Event data modeling is the process of using business logic to aggregate over event-level data to produce ‘modeled’ data that is simpler for querying.
Let’s pick out the different elements packed into the above definition:
a. Business Logic
The event stream that Snowplow delivers is an unopinionated data sets. When we record a page view event, for example, we aim to record it as faithfully as possible:
- What was the URL that was viewed?
- What was the title?
- Is there any metadata about the page contents that we can capture?
- What was the cookie ID of the user that loaded the web page?
- On what browser was the user?
- On what device?
- On what operating system?
All of the above data points would be recorded with the event. None of the above data points are contentious: there is nothing that would happen in the future that would change the values that we’d assign those dimensions. For clarity, we call this data ‘atomic’ data. It is event-level and it is unopinionated.
When we do event data modeling, we use business logic to add meaning to the atomic data. We might look at the data and decide that the page view recorded above was the first page in a new session, or the first step in a purchase funnel. We might infer from the cookie ID recorded to who the actual user is. We might look at the data point in the context of other data points recorded with the same cookie ID, and infer an intention on the part of the user (e.g. that she was searching for a particular product) or infer something more general about the user (e.g. that she has an interest in French literature).

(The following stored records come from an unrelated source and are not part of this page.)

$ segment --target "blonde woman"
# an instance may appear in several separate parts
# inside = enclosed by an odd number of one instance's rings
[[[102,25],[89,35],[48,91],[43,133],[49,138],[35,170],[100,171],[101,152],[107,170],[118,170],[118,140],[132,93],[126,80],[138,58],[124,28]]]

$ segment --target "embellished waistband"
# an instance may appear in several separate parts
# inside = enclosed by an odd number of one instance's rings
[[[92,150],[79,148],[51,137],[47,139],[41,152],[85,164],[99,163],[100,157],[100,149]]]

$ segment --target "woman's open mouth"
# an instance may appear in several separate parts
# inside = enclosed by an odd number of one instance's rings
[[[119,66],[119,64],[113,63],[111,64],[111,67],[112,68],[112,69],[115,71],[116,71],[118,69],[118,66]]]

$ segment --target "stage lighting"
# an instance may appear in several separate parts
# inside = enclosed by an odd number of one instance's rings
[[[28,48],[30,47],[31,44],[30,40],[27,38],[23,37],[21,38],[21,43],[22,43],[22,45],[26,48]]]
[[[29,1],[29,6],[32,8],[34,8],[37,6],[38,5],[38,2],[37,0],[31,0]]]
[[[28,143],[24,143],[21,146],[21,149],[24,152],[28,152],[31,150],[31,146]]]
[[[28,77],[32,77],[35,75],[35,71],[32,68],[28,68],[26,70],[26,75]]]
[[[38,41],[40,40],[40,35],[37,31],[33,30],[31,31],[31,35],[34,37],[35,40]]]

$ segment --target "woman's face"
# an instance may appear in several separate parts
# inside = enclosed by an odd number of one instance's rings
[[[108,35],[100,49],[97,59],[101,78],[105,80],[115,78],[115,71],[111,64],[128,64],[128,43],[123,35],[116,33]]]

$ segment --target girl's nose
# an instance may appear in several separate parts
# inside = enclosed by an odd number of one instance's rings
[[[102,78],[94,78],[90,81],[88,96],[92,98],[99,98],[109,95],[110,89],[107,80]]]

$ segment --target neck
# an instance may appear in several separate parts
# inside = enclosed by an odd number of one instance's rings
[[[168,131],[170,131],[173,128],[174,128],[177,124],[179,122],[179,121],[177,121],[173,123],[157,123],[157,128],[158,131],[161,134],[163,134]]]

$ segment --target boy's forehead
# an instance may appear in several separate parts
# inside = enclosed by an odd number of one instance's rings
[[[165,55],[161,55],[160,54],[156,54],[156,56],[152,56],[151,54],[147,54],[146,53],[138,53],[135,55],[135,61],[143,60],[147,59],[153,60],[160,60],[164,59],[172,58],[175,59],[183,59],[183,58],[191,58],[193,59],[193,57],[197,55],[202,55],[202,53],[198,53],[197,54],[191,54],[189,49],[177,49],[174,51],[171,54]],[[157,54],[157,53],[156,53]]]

These inferences are made based on an understanding of the business and product. That understanding is something that continually evolves. As we change our business logic, we change our data models. That means that the modeled data that is produced by the process of event data modeling is mutable: it is always possible that some new data coming in, or an update to our business logic, will change the way we understand a particular event that occurred in the past. This is in stark contract to the event stream that is the input of the data modeling process: this is an immutable record of what has happened. The immutable record will grow over time as we record new events, but the events that have already been recorded will not change, because the different data points that are captured with each event are not contentious. It is only the way that we interpret them that might, and this will only impact the modeled data, not the atomic data.
We therefore have two different data sets, both of which represent “what has happened”:
- Atomic data: unopinionated, immutable
- Modeled data: opininiated, mutable
b. Aggregations
When we’re doing event data modeling, we’re typically aggregating over our event level data. Whereas each line of event-level data represents a single event, each line of modeled data represents a higher order entity e.g. a workflow or a session, that is itself composed of a sequence of events. We’ll give concrete examples of these higher order entities below.
Note that this is not always the case: sometimes we may want our modeled data to be event level. In that case the modeled data will look like the atomic data, but have additional fields that describe those infered.
1c. Simple to query
The point of data modeling is to produce a data set that is easy for different data consumers to work with. Typically, this data will be socialized across the business using a business intelligence tool. That puts particular requirements on the structure of the modeled data: namely that it is in a format suitable for slicing and dicing different dimensions and measures against one another. In general, atomic data is not suitable for ingesting directly in a business intelligence tool. (This is only possible where those tools support doing the data modeling internally.)